French News Archive

Building & Renovation

Planning Consents Three Year Duration

Tuesday 03 February 2015

The duration of the validity of planning consents has been increased from two to three years, in order to give a boost to the flagging housing market.

If you are granted planning permission for a construction or renovation project in France, there is a two year maximum period allowed for the start of construction works.

If building works do not commence within this period, and then proceed in a regular manner, the authorisation is deemed to have expired.

The government have recently decreed that this period of delay be increased to three years.

In practice, this means that a planning consent may be valid for four years, for it is ordinarily possible to make an application to extend it for a further year, subject to complying with due procedure.

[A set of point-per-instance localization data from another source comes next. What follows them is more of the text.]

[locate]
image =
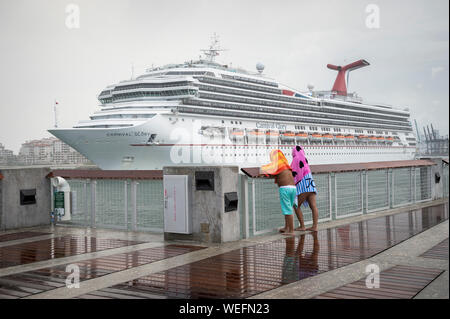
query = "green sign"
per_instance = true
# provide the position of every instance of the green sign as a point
(59, 199)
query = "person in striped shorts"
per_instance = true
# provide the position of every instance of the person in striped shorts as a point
(306, 187)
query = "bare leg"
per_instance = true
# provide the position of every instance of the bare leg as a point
(299, 214)
(300, 199)
(289, 228)
(315, 212)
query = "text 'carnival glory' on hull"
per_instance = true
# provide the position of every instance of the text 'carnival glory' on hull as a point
(204, 113)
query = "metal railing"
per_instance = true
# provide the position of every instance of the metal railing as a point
(340, 195)
(137, 205)
(117, 204)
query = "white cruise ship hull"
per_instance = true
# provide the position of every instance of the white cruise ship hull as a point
(178, 141)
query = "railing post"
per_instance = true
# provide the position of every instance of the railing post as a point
(245, 180)
(93, 191)
(86, 203)
(125, 210)
(392, 188)
(253, 206)
(335, 196)
(367, 190)
(362, 190)
(134, 205)
(330, 199)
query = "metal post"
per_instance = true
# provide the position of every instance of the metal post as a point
(335, 196)
(367, 191)
(134, 201)
(253, 205)
(125, 189)
(245, 180)
(93, 190)
(393, 188)
(362, 190)
(329, 196)
(86, 204)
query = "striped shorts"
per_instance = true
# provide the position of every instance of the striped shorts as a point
(306, 185)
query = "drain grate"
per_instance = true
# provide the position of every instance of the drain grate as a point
(399, 282)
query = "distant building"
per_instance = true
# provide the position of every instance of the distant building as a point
(7, 157)
(49, 151)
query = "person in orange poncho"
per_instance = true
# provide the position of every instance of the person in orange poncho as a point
(279, 168)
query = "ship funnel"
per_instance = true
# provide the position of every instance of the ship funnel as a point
(340, 86)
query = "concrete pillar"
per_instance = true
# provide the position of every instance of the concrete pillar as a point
(24, 198)
(211, 223)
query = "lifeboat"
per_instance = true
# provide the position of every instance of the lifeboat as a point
(287, 136)
(211, 131)
(363, 138)
(301, 136)
(272, 133)
(236, 134)
(255, 134)
(328, 138)
(372, 139)
(340, 138)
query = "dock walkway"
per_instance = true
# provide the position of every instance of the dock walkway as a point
(408, 246)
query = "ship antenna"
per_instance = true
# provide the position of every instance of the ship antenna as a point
(55, 113)
(214, 48)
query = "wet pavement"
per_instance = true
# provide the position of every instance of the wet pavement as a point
(238, 270)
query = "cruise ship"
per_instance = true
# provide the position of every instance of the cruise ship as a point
(205, 113)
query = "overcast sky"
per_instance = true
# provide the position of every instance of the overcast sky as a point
(42, 59)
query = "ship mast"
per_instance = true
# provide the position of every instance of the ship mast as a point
(214, 48)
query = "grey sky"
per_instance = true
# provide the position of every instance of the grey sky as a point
(42, 60)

It is a change which applies to both planning consents (permis de construire) and for the lesser works declarations (déclaration préalable). It also applies to demolition permits, in the more limited circumstances where these are required.

The extension of the period of validity applies to all consents outstanding at 31st December 2014, and those that are approved up to 31st December 2015.

Thus, a planning consent granted in January 2013 will now be valid until January 2016, where previously it would have expired in January 2015 if works had not commenced and continued on site.

Such a prolongation of the consent is granted on request from the applicant, and is subject to no change in planning regulations having unfavourably affected the consent granted.

Arthur Cutler of planning consultancy French Plans states that: "The measure mirrors that taken in 2008, when the economic crisis obliged the government to grant an additional year of duration to planning consents then in place or granted up to 31st December 2010.Where a planning consent granted in 2010 has already benefited from an extension of time, the new measure grants this consent a further year."

Although an additional year has been granted, not only must the applicant start building works within three years (and make a declaration to that effect), but they must also proceed in a reasonably regular manner, failing which the planning authority would be entitled to withdraw the consent.

So even if works are started on site within the three-year period, but then ceased for a period of at least a year, planning permission can be deemed to have been rescinded.

As a general rule, the local planning authorities take a relaxed attitude to slow progress on site, but this may not always be the case where, for example, neighbours oppose the development, as they may decide to request that the planning permission be withdrawn, a demand that the planning authority would then be required to act on.